What I actually do with data

I use data to pressure-test hypotheses, not to generate them. The hypothesis comes from understanding the user problem, from reading support tickets, from watching how the system actually behaves under load. Then I look at the data to see if it supports or contradicts what I think I know.

When the data contradicts my hypothesis, I take it seriously. When the data is ambiguous - which is most of the time - I make a call and document my reasoning explicitly. "We're building this because we believe checkout abandonment at the payment step is driven by payment method availability, not UX friction. We'll know we're wrong if abandonment stays flat after we add the new payment methods."

That last part is the part most PMs skip. If you can't articulate what would tell you you're wrong, you're not being data-driven. You're just collecting data until it says what you want it to say.

The decision you're actually making

There's a decision underneath every "we need more data" conversation, and it's usually not about the data. It's about who's accountable if the call is wrong. More data means more cover. It also means more delay, more cost, and sometimes a window that closes while you're still analyzing.

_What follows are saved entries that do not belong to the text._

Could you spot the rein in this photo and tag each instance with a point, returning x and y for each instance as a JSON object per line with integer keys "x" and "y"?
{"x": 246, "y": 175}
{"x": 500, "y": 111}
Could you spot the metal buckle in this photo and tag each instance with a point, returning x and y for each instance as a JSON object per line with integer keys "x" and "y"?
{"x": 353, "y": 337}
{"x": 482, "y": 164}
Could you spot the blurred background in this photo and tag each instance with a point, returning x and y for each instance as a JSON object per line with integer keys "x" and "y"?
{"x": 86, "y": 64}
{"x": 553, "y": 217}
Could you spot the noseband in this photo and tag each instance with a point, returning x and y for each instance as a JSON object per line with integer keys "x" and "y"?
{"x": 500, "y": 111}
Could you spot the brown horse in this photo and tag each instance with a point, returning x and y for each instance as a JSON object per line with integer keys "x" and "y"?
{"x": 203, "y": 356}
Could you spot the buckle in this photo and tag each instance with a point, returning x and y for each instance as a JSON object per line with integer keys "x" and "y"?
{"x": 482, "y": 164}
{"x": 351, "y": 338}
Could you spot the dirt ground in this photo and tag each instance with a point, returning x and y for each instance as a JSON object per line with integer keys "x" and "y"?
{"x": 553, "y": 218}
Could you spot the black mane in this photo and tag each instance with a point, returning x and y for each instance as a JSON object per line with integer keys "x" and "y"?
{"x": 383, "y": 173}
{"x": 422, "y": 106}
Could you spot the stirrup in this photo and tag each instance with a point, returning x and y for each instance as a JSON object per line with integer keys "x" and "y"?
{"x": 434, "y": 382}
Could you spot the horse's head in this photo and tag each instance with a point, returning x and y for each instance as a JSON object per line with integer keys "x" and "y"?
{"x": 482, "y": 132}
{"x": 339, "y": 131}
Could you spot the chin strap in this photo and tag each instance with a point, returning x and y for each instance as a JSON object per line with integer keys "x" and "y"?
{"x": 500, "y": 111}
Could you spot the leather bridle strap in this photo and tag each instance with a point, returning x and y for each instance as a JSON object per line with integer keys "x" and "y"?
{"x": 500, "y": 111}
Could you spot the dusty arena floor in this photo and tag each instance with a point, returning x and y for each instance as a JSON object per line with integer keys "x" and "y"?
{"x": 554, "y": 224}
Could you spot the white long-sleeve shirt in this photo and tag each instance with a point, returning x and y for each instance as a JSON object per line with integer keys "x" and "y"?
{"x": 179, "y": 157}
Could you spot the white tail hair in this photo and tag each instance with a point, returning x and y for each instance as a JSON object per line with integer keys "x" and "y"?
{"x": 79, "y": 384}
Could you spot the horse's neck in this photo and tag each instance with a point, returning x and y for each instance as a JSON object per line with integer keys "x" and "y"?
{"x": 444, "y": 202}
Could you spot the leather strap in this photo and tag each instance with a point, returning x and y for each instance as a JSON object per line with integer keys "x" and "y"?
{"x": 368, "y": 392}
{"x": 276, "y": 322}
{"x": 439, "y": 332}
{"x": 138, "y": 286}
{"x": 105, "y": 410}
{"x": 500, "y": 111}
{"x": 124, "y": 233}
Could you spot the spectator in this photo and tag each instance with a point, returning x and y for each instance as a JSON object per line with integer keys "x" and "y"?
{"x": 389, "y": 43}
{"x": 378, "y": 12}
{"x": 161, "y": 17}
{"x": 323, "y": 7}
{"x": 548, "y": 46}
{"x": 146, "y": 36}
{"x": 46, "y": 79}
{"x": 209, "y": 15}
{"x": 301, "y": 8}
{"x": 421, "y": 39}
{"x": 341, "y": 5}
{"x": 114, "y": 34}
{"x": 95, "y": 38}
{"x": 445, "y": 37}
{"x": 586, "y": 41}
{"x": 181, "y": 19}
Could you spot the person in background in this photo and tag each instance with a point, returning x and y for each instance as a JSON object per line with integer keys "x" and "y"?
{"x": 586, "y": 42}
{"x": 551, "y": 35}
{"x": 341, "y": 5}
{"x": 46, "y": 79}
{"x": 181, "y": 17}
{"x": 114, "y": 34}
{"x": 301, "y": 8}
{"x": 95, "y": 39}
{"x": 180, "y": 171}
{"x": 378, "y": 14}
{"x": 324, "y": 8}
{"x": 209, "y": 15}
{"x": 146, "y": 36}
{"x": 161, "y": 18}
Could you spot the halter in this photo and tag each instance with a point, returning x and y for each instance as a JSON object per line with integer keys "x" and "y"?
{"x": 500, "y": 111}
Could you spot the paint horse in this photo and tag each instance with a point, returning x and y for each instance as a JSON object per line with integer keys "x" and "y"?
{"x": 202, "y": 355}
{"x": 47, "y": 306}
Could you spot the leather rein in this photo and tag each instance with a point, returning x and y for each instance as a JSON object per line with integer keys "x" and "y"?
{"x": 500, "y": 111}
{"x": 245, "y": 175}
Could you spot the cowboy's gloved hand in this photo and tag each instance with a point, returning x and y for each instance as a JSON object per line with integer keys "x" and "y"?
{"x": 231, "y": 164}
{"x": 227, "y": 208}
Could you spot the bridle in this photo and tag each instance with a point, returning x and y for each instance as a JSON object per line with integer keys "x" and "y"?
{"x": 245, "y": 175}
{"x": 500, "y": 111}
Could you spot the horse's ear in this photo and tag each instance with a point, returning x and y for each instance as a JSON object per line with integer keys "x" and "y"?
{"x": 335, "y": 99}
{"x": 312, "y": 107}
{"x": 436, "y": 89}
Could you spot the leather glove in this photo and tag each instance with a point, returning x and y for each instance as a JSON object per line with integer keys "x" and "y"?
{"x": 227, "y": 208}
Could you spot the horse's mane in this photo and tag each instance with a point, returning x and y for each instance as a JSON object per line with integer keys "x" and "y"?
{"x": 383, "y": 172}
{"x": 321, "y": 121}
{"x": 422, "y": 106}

I've made calls that turned out to be wrong. I've also watched teams spend weeks on analysis for decisions that were obvious to anyone who'd spent an afternoon with the support queue. The analysis felt safer. It wasn't.

Data is a tool. A good one. But it doesn't think for you, and it doesn't make you right. It makes you feel more confident, which is sometimes the same thing and sometimes very much not. The skill is knowing which situation you're in.